I was staying in Brixton with Derrick Cowie after my friends kicked me out of Ladbroke Grove. In a completely different world from West End art politics, I visited Graham Harwood in his small but comfortable ex-council house just north of Brixton. It was South London and a long way from The City on the very run down Northern Line. Graham was involved with ARTEC on a new Internet project. He left ARTEC when he got pissed off with the politics that erupted when ARTEC got the jitters over content issues with Harwood’s work. Harwood is now funding the completion of the project himself. Harwood and his collaborators are making subversive web projects and bogus search engines. They are just about to get the project on line but because of a recent commission from Ars Electronica ‘98, Harwood has delayed the launch. Very pissed off by the class machine of British culture and corrupt corporate bull machines, Harwood and his collaborators have taken the HTML code and graphics of corporate web sites and refilled them with explicit radical material. They have invented look-alike search engines with bogus and satirical links to their bad boy sites. For example, you may be using a search engine to find the Saatchi & Saatchi home page and end up at a subversive site ripped off from a corporate giant. The reworked site may contain, for example, violent Japanese gay porn or satirical sociologically and historiographically corrupted material.
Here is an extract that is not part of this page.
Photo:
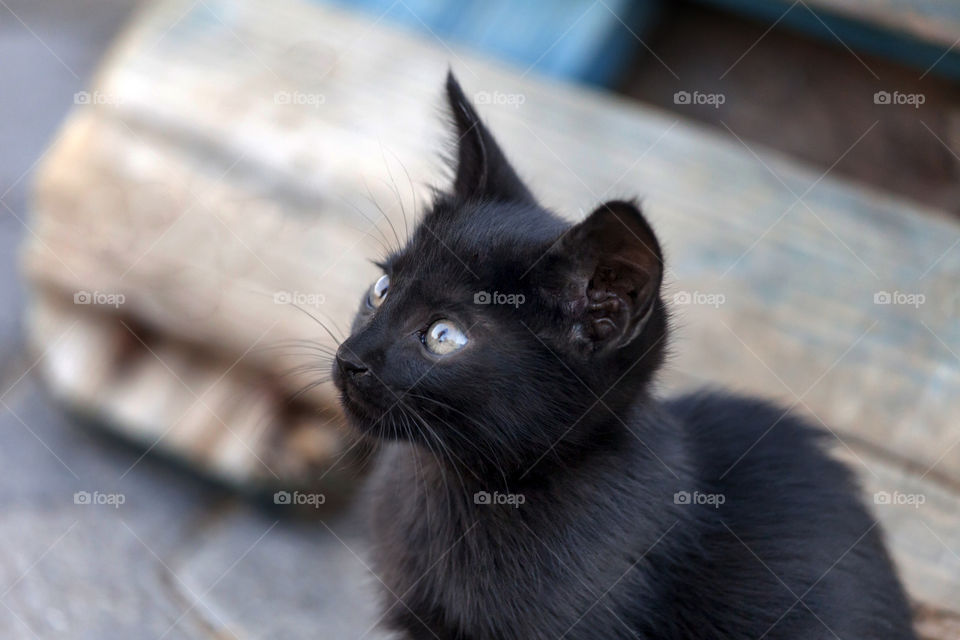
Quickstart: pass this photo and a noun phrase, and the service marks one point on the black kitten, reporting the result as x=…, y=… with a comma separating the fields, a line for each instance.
x=530, y=486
Say you download a rehashed version of Photoshop 1.0. Maybe you choose an image of a cute white chick, but as you use this resource edited application, the image keeps turning dark and facial features turn Afro. The text fields also display racially loaded directives. This is wonderful speculative fiction and in a culture steeped in the historicity of privilege and the excesses of the moneyed classes, this is an especially good work.
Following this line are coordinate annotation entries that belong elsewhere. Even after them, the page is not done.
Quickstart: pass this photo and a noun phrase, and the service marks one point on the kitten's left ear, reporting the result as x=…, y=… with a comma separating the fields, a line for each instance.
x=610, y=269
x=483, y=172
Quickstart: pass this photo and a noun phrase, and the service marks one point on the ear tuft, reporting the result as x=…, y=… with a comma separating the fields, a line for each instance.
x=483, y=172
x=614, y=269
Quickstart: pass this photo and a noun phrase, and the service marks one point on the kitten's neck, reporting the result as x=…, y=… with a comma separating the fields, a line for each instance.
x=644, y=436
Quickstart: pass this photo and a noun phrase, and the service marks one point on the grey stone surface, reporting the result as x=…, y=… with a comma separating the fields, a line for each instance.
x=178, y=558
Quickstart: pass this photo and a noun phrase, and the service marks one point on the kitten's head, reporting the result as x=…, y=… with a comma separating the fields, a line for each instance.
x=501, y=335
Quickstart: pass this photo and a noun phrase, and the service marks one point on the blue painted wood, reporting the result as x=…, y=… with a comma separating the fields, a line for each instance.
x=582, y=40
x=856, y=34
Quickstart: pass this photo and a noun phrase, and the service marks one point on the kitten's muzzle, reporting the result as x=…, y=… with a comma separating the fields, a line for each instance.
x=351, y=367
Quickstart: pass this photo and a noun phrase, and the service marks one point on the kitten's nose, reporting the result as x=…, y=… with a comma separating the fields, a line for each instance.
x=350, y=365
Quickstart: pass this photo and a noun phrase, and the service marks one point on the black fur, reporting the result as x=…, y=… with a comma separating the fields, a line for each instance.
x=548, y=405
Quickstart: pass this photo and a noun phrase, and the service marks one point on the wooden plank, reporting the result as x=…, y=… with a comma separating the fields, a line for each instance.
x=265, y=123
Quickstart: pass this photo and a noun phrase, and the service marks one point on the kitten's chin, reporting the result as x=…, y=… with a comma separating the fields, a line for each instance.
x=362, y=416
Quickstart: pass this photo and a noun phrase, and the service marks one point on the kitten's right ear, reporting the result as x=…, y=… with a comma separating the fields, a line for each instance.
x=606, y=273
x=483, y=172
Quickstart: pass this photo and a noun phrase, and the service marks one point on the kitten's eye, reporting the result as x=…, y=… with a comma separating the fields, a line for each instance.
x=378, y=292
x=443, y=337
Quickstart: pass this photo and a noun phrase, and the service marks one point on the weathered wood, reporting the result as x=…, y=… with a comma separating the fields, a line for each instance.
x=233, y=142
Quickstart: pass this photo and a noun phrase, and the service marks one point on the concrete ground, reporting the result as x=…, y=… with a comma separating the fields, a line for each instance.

Only two other London shows interested me. German photographer now living in London Jürgen Teller had a show of dead dogs and delinquent virgins at the Photographer’s Gallery in Great Newport Street. Teller’s show constitutes photographic images of naked super models taking the piss in heavily choreographed grunge settings of violence and decay. Despite the catalogue’s claims that the work constitutes reflexive exposures of fashion culture, the work disappointingly remains as contrived and self-conscious as any formal couture production. American photographer Andrsa es Serrano had an equally interesting show entitled A History of Sex, at Photology in Litchfield Street. "After religion, homelessness and death comes sex". The show included an interesting mix of images. Attractive blond dwarf woman doing man with big dick. Aged women with young stud. Old man with warrior queen. Pimply arsed punk being fisted by indifferent young women gazing into middle space. Regular late ‘90s visual substance abuse but standard when one considers just how widely USENET voyeurism has widened the visual vocabulary of the culture.